At The O'Neill, Goldberg has developed more than forty projects for the stage and many have gone on to great acclaim in New York and around the country. Included in that group is the 2010 Susan Smith Blackburn Prize Winner (Julia Cho's The Language Archive), two American Theatre Critics Association Citation Award Winning Plays (Lee Blessing's Great Falls and Deborah Zoe Laufer's End Days) and 2009 Pulitzer Prize Winner for Drama (Lynn Nottage's Ruined), written in part during Lynn's residency at the O'Neill in the summer of 2006. In the 2007-2008 season, nine projects developed during Goldberg's tenure saw their world premieres at theaters across the country.
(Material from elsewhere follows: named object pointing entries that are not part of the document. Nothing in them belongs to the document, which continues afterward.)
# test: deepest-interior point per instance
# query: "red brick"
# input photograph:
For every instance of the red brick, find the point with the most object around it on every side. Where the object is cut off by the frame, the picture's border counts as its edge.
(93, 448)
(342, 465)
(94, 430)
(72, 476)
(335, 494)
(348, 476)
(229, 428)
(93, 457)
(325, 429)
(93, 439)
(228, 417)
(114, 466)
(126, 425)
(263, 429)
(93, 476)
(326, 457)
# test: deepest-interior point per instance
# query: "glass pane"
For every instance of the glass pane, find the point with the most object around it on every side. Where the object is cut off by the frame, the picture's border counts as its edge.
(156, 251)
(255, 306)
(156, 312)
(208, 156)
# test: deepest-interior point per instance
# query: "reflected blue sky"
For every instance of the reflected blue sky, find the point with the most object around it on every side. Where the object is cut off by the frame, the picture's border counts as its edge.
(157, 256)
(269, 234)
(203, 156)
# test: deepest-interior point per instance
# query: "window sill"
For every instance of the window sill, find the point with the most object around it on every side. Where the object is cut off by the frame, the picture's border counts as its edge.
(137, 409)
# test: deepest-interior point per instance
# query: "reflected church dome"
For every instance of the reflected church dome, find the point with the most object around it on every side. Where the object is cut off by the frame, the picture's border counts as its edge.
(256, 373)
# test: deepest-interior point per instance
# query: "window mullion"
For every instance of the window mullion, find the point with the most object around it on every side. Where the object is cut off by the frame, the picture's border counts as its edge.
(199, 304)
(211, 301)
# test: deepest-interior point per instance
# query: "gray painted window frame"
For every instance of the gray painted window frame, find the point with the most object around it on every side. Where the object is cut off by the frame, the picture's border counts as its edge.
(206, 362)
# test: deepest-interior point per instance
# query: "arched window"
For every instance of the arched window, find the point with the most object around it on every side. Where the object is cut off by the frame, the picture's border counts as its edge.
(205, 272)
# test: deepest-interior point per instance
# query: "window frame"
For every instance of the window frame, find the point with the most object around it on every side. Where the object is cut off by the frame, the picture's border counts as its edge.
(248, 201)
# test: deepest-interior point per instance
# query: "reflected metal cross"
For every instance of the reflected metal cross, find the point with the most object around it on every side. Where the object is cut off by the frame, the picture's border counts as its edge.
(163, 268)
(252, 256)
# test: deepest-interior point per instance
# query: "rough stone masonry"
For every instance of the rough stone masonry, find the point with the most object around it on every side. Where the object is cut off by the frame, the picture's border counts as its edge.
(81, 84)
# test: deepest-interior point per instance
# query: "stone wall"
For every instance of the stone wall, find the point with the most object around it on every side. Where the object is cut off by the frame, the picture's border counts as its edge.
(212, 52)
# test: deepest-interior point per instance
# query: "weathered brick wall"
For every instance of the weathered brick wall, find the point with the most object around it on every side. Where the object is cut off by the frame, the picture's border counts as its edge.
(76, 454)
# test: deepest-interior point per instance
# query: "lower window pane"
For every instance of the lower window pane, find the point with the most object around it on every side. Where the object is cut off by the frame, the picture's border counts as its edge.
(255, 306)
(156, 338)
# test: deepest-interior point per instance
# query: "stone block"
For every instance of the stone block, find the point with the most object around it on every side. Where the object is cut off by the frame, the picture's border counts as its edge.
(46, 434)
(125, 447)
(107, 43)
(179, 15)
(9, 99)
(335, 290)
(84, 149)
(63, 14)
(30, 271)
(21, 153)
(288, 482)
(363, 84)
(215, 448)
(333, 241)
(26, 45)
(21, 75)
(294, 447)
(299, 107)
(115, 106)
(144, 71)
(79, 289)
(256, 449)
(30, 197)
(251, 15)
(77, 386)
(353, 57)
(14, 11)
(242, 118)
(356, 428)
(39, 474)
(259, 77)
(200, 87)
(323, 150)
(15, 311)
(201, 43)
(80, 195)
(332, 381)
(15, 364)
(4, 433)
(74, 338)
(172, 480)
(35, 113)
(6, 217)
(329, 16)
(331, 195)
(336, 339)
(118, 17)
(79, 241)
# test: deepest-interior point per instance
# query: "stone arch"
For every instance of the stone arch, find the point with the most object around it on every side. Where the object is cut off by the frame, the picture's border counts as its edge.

Other critically acclaimed work developed at the O'Neill during Goldberg's tenure includes Adam Bock's The Receptionist, Rebecca Gilman's The Crown You're in With, Jason Grote's 1001 and Julia Cho's Durango.

Goldberg is also the Creative Advisor for the Tony nominated Rock of Ages on Broadway.

Her recent directing credits include Rebecca Gilman's Dollhouse (Guthrie Theater), The Crown You're in With (Goodman Theatre), the world premiere of Deathbed (McGinn/Cazale-NYC), Master Class (Paper Mill Playhouse), Durango (Cincinnati Playhouse in the Park), DOUBT (co-production with Cincinnati Playhouse in the Park and Actors Theater of Louisville), Third, The Sweetest Swing in Baseball, The Clean House, Living Out (Denver Center), the world premiere of False Creeds (Alliance Theater), The Chosen (Actors Theater of Louisville), and the world premiere of A Marriage Minuet (Florida Stage).

American Theatre Magazine hailed Wendy as "one of the country's most promising theater artists working today."

Goldberg sits on the Executive Board of the Stage Directors and Choreographers Society. She lives in Brooklyn, New York.